Strings are enclosed in double quotation marks, e.g., "I am a string". Characters are preceded by #\, e.g., #\a. Case is important within character and string constants, as within identifiers. Numbers may be written as integers, e.g., -123, as ratios, e.g., 1/2, in floating-point or scientific notation, e.g., 1.3 or 1e23, or as complex numbers in rectangular or polar notation, e.g., 1.3-2.7i or -1.2@73. Case is not important in the syntax of a number. The boolean values representing true and false are written #t and #f. Scheme conditional expressions actually treat #f as false and all other objects as true, so 3, 0, (), "false", and nil all count as true.

Scheme expressions may span several lines, and no explicit terminator is required. Since the number of whitespace characters (spaces and newlines) between expressions is not significant, Scheme programs should be indented to show the structure of the code in a way that makes the code as readable as possible. Comments may appear on any line of a Scheme program, between a semicolon ( ; ) and the end of the line. Comments explaining a particular Scheme expression are normally placed at the same indentation level as the expression, on the line before the expression. Comments explaining a procedure or group of procedures are normally placed before the procedures, without indentation. Multiple comment characters are often used to set off the latter kind of comment, e.g., ;;; The following procedures ....

Two other forms of comments are supported: block comments and datum comments. Block comments are delimited by #| and |# pairs, and may be nested. A datum comment consists of a #; prefix and the datum (printed data value) that follows it. Datum comments are typically used to comment out individual definitions or expressions. For example, (three #;(not four) element list) is just what it says. Datum comments may also be nested, though #;#;(a)(b) has the somewhat non-obvious effect of commenting out both (a) and (b).

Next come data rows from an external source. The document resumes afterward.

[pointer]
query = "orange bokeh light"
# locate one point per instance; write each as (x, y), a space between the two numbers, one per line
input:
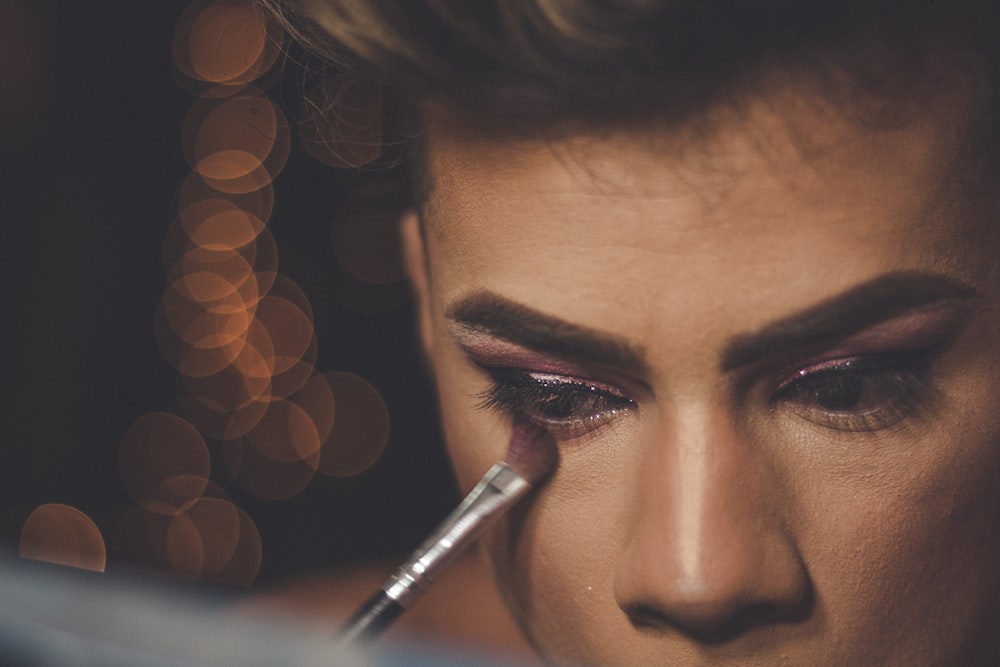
(156, 447)
(219, 224)
(360, 430)
(203, 538)
(64, 535)
(264, 477)
(225, 42)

Section 1.2. Scheme Naming Conventions

Scheme's naming conventions are designed to provide a high degree of regularity. The following is a list of these naming conventions:

  • Predicate names end in a question mark ( ? ). Predicates are procedures that return a true or false answer, such as eq?, zero?, and string=?. The common numeric comparators =, <, >, <=, and >= are exceptions to this naming convention.
  • Type predicates, such as pair?, are created from the name of the type, in this case pair, and the question mark.
  • The names of most character, string, and vector procedures start with the prefix char-, string-, and vector-, e.g., string-append. (The names of some list procedures start with list-, but most do not.)
  • The names of procedures that convert an object of one type into an object of another type are written as type1->type2, e.g., vector->list.
  • The names of procedures and syntactic forms that cause side effects end with an exclamation point ( ! ). These include set! and vector-set!. Procedures that perform input or output technically cause side effects, but their names are exceptions to this rule.
Section 1.3. Typographical and Notational Conventions

A standard procedure or syntactic form whose sole purpose is to perform some side effect is said to return unspecified. This means that an implementation is free to return any number of values, each of which can be any Scheme object, as the value of the procedure or syntactic form.

The phrase "syntax violation" is used to describe a situation in which a program is malformed. Syntax violations are detected prior to program execution. When a syntax violation is detected, an exception of type &syntax is raised and the program is not executed.